"L-Threonine and Beyond: Amino Acids as Promising SHG Materials"

Many optically active amino acids exhibit highly efficient optical second-harmonic generation (SHG), making them promising candidates for coherent blue-green laser generation and frequency doubling applications. Notably, amino acids such as L-alanine, L-histidine, and L-threonine possess unique features: (i) molecular chirality, (ii) wide transparency in the visible and UV ranges, and (iii) zwitterionic character. Molecular chirality compels these molecules to crystallize in noncentrosymmetric space groups—an essential criterion for SHG materials. Meanwhile, their zwitterionic nature contributes to high electro-optic parameters as well as good mechanical and thermal strength in the resulting crystals.

Among these compounds, L-threonine stands out as an important amino acid with SHG efficiency surpassing that of many other amino acids and their family crystals.

Over the years, amino acid family crystals have been extensively investigated by researchers for their nonlinear optical (NLO) properties. Nonlinear optical crystals capable of generating second-harmonic frequencies play a crucial role in optoelectronics and photonics. For numerous device applications, NLO crystals with high second-harmonic conversion efficiency and transparency in the visible and ultraviolet ranges are required.

The development of new nonlinear optical frequency conversion materials has significantly impacted fields such as optical computing, laser technology, optical communication, data storage, signal processing, and instrumentation. Most amino acids and their complexes belong to the family of organic and organometallic NLO materials. For example, L-alanine is a naturally occurring chiral amino acid, and organometallic crystals based on amino acids—such as L-alanine cadmium chloride, L-arginine phosphate, L-histidine tetrafluoroborate, L-alanine hydrogen chloride, L-threonine cadmium chloride, L-alanine magnesium chloride, L-alanine sodium nitrate, L-proline lithium bromide, L-alanine potassium chloride, L-valine cadmium chloride, bis L-proline cadmium iodide, L-proline magnesium chloride, alanine barium chloride, and glycine barium chloride—have been studied. These materials exhibit large nonlinearity, high resistance to laser-induced damage, low angular sensitivity, and good mechanical hardness.
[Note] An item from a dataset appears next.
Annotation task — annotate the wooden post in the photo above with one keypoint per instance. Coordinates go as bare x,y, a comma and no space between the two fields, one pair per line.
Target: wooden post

Thiourea, another nonlinear optical material, is often used to enhance the physical and chemical properties of organometallic crystals like L-alanine cadmium chloride.

However, most organic crystals suffer from inadequate transparency, poor optical quality, and a low laser damage threshold. Additionally, growing large single crystals suitable for device applications can be challenging. In contrast, inorganic crystals offer excellent mechanical and thermal properties but generally have only modest nonlinearity. Organometallic materials are often more suitable for device fabrication due to their wide transparency window, high second-harmonic generation efficiency, and mechanical and chemical stability. In these materials, the metallic component often focuses on group IIB metals, which typically provide high transparency in the UV region.